Latin America expects stable to higher polyethylene pricing compared to last week amid continued China-US tensions, sources said. Earlier, traders had informed of upcoming price increases; however, buyers are taking a wait-and-watch approach, given the volatility stemming from the tariff imposed by the two biggest economies, sources said. Also, Latin America expects stable to higher offers of polypropylene pricing after regional producers increased pricing despite waning demand, sources said. A series of turnarounds in different geographies might keep pricing up for both feedstock and derivative product, sources said.
US export polyvinyl chloride prices were expected to hover in the range of $735-$745/mt FAS Houston this week as market participants await fresh June offers in Asia, which are seen as a bellwether for direction of US pricing. Some small 100-200 mt volumes have been fixed at $750-$760/mt, but were not seen as representative of the market as a whole. However, buyers have sought more incremental volumes since May pricing negotiations settled, often seen as an indication of expectations of higher prices on the horizon. Domestic PVC demand was also seen increasing after being stagnant in March and April, months when demand typically rises ahead of the peak summer construction season. At the same time, the domestic market was mulling a 2-cent/lb price decrease, which would erase the 2-cent/lb price increase accepted in February, bringing prices back to April 2018 levels. Market sources said the small uptick in demand seen in late April could counteract that price decrease and possibly increase export pricing as well by limiting export volume availability.

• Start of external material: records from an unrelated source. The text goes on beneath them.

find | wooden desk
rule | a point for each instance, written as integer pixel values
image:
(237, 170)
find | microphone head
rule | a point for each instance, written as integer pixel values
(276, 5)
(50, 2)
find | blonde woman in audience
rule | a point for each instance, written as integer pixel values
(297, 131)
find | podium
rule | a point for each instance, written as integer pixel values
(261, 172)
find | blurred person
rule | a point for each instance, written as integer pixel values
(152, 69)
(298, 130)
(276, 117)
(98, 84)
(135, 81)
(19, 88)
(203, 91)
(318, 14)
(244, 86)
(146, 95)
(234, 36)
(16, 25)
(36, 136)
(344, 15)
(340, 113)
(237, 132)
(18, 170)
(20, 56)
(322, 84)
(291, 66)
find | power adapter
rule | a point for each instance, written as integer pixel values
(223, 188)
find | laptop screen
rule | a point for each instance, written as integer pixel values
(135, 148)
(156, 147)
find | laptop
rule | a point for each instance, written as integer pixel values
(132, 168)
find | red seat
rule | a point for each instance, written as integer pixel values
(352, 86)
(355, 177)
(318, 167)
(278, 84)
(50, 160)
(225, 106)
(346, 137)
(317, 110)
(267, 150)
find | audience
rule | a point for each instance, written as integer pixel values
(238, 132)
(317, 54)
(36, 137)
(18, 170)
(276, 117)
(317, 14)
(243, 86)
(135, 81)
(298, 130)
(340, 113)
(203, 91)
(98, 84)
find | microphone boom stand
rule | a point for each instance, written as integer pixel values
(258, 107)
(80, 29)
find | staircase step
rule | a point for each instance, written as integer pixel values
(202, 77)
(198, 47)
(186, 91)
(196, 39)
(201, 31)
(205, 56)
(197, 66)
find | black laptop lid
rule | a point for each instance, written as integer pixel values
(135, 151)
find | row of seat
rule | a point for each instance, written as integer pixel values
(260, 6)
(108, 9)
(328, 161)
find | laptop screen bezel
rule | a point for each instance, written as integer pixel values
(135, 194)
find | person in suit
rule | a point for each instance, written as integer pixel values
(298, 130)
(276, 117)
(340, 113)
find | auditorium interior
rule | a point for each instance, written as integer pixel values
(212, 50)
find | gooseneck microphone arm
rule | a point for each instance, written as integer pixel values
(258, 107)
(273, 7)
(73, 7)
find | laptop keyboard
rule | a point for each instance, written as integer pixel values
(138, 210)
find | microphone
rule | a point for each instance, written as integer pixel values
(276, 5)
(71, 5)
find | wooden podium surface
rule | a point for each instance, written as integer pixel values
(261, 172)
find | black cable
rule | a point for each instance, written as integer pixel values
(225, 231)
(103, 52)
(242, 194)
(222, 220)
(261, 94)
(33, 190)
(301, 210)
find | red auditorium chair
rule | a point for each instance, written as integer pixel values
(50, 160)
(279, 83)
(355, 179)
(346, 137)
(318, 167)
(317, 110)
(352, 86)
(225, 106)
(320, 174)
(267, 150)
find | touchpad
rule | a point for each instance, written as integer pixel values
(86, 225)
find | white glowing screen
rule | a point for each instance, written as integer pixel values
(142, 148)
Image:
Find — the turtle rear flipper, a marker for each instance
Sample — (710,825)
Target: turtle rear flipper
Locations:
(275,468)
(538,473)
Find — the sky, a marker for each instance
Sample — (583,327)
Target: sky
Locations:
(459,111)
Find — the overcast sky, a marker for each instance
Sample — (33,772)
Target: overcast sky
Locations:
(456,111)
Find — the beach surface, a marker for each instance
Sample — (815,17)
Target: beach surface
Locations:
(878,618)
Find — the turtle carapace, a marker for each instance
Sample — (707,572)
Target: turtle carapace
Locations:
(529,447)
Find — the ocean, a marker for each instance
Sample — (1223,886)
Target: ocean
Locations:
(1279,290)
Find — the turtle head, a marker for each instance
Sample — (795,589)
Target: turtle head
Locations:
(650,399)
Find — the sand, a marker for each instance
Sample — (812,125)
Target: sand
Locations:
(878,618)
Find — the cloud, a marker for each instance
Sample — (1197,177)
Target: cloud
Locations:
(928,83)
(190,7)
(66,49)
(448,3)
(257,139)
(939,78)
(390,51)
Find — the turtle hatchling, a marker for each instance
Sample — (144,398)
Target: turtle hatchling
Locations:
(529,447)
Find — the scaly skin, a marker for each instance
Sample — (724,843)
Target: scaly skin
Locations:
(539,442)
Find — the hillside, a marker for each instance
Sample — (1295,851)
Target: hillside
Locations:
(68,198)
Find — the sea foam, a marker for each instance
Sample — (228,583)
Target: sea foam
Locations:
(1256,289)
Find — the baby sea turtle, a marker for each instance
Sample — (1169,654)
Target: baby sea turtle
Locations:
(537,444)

US benzene prices were expected flat to lower, with an uptick in imports expected in May and June. Some participants expected benzene loadings out of Asia alone to top 100,000 mt in May. This follows an increase in April where an estimated 115,000 mt of benzene landed on US shores. Sources said that demand was steady but that shifts in global styrene pricing could alter trade flows for exporters. After European styrene prices fell last week, Asia has become the highest priced region globally and, accordingly, inquiries were heard from traders looking to move styrene to the Far East. Styrene prices were expected to remain relatively soft. In toluene, prices were expected to continue tracking blend values as chemical demand remained weak. Sources said that STDP units were running at minimal rates as conversion margins were still in negative territory. Toluene's blend value was last estimated at 250 cents/gal. Xylenes were expected to remain relatively soft in the near term amid ongoing weak demand for paraxylene.
The US spot methanol market opened the week following news late Friday that all ITC docks "have been released for use." Logistics have been constrained for nearly two months following a fire at ITC's petrochemical tank farm at Deer Park, Texas. Front- and forward-month spot methanol was last assessed Friday at 97 and 96 cents/gal FOB USG.